Стрельба прекратилась. Команданте выкрикивал приказы, часть солдат
побежала к джипам, другая - к офицеру и к канадцу, который рухнул на землю.
Насколько серьезно его зацепило, немец понять не мог. На какое-то мгновение
он подумал, что должен что-то сделать, но сразу же осознал всю
смехотворность своей мысли. Он хотел быть один. Он попытался сделать шаг,
другой, опираясь правой рукой на стену церкви; он хотел добраться до
лестницы.
Бледно-желтое солнце поднялось выше. Он видел, что склон за церковью
зарос кустарником и травой. Один склон, и другой, и третий. Рядом торчала
пальма с растерзанной кроной. Земля здесь была скудная, суровая, непригодная
для земледелия. Подул холодный ветер, пройдя по высокой траве, покрывавшей
склон. Кажется, что ветер колышет волны, подумал он.
Потом он вспомнил о своих неоплаченных долгах. Что ж, погашать их
придется сыну? Ему будет предъявлен счет? Или смысл смерти в том, что
смертью своей он заплатит свои долги? Чтобы счет не предъявляли сыну? Чтобы
сына не заставляли платить за свое счастье?
На какое-то мгновение ему стало весело. А, сказал он себе, еще не
слишком поздно, не слишком поздно любить сына. Вот сейчас сын взбежит по
лестнице. Даже если это не наяву, как было бы хорошо, если бы он сейчас
взбежал по лестнице, в белом халате, со стетоскопом, таким, каким я его еще
ни разу не видел, или в своих вечных синих джинсах и вечном синем свитере,
или бегущим, смеющимся, запыхавшимся маленьким мальчиком.
Запыхавшимся?

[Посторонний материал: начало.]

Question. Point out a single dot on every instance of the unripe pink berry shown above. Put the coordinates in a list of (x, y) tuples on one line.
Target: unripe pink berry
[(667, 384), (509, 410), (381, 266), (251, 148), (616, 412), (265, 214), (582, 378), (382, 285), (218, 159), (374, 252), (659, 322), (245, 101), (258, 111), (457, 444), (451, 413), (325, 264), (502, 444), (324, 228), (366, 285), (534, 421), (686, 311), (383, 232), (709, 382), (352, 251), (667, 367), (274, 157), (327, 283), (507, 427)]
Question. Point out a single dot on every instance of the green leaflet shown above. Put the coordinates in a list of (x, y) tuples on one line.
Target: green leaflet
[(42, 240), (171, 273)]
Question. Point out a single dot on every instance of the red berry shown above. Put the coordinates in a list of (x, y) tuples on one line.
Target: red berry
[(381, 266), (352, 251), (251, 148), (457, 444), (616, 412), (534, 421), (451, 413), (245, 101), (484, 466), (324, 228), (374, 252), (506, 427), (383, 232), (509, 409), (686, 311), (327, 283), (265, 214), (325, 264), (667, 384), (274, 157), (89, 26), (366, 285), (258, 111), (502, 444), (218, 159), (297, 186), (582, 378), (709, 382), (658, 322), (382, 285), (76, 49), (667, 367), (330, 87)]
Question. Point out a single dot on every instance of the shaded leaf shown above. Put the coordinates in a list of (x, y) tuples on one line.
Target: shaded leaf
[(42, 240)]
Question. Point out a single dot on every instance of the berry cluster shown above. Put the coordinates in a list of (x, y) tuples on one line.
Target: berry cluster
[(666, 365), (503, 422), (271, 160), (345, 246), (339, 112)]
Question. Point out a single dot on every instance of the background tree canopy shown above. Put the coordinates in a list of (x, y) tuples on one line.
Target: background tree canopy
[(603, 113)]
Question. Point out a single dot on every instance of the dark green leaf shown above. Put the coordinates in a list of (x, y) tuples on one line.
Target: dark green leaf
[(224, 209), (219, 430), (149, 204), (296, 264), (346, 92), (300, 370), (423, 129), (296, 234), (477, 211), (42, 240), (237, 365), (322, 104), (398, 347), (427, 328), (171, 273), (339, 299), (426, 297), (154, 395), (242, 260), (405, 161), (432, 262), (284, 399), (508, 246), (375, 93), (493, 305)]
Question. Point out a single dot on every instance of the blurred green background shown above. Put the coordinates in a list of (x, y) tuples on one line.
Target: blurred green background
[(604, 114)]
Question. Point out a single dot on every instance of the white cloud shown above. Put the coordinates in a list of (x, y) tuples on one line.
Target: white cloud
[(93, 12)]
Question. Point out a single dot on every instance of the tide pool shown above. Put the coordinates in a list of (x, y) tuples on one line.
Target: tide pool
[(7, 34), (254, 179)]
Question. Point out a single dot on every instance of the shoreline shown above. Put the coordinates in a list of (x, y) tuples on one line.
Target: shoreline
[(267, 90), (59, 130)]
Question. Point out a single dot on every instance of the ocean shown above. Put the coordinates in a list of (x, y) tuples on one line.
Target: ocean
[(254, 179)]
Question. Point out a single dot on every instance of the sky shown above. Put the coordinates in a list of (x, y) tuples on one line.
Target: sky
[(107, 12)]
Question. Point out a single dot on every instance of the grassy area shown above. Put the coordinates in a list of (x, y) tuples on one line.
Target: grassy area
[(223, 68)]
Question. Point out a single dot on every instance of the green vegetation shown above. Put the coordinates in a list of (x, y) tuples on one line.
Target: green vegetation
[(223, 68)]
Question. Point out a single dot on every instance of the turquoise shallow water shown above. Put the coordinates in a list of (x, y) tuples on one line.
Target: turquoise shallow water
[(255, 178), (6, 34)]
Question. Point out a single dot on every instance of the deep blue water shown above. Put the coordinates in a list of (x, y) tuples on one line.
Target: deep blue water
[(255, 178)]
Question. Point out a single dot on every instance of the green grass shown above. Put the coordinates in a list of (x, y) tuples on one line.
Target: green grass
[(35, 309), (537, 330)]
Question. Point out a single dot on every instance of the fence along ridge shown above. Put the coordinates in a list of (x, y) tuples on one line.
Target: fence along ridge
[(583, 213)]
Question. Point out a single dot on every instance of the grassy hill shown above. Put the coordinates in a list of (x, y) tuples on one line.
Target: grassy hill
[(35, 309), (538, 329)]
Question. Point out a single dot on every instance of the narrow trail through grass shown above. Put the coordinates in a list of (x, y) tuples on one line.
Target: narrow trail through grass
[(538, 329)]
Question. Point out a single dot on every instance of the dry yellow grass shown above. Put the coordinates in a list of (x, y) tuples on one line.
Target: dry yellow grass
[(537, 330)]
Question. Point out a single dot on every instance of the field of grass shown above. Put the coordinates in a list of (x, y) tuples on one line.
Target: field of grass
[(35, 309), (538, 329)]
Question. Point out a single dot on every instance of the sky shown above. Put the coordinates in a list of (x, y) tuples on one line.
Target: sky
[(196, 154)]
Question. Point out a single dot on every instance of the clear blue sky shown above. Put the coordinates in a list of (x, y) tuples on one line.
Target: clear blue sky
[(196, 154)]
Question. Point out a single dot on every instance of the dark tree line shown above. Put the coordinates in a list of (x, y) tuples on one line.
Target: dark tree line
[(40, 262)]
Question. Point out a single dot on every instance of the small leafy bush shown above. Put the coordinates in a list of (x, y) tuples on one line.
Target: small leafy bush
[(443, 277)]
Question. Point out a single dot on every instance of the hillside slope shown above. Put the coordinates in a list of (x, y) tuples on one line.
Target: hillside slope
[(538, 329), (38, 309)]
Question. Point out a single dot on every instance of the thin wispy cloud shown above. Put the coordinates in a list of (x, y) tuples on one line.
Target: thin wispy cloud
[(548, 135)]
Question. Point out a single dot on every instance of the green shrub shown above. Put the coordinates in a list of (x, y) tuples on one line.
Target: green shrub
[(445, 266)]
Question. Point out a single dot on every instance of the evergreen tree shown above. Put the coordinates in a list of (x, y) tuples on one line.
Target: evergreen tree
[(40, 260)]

Куда делось тепло в его груди? Почему ноги, которые
только что носили его тело, теперь отказываются это делать? Ноги перестали
слушаться прежде, чем он смог опуститься на лестницу. Он упал на каменные
плиты. Он лежал на левом боку и видел запекшуюся кровь, траву между
каменными плитами и жука. Он хотел привстать, подползти к лестнице и сесть
на самую верхнюю ступеньку. Он хотел устроиться там поудобнее, чтобы, когда
умрет, остаться там сидеть. Он хотел сесть там, чтобы, когда умрет, видеть
раскинувшуюся перед ним землю и чтобы эта земля могла его видеть, -
выпрямившись, сидеть на самой верхней ступеньке и умирать.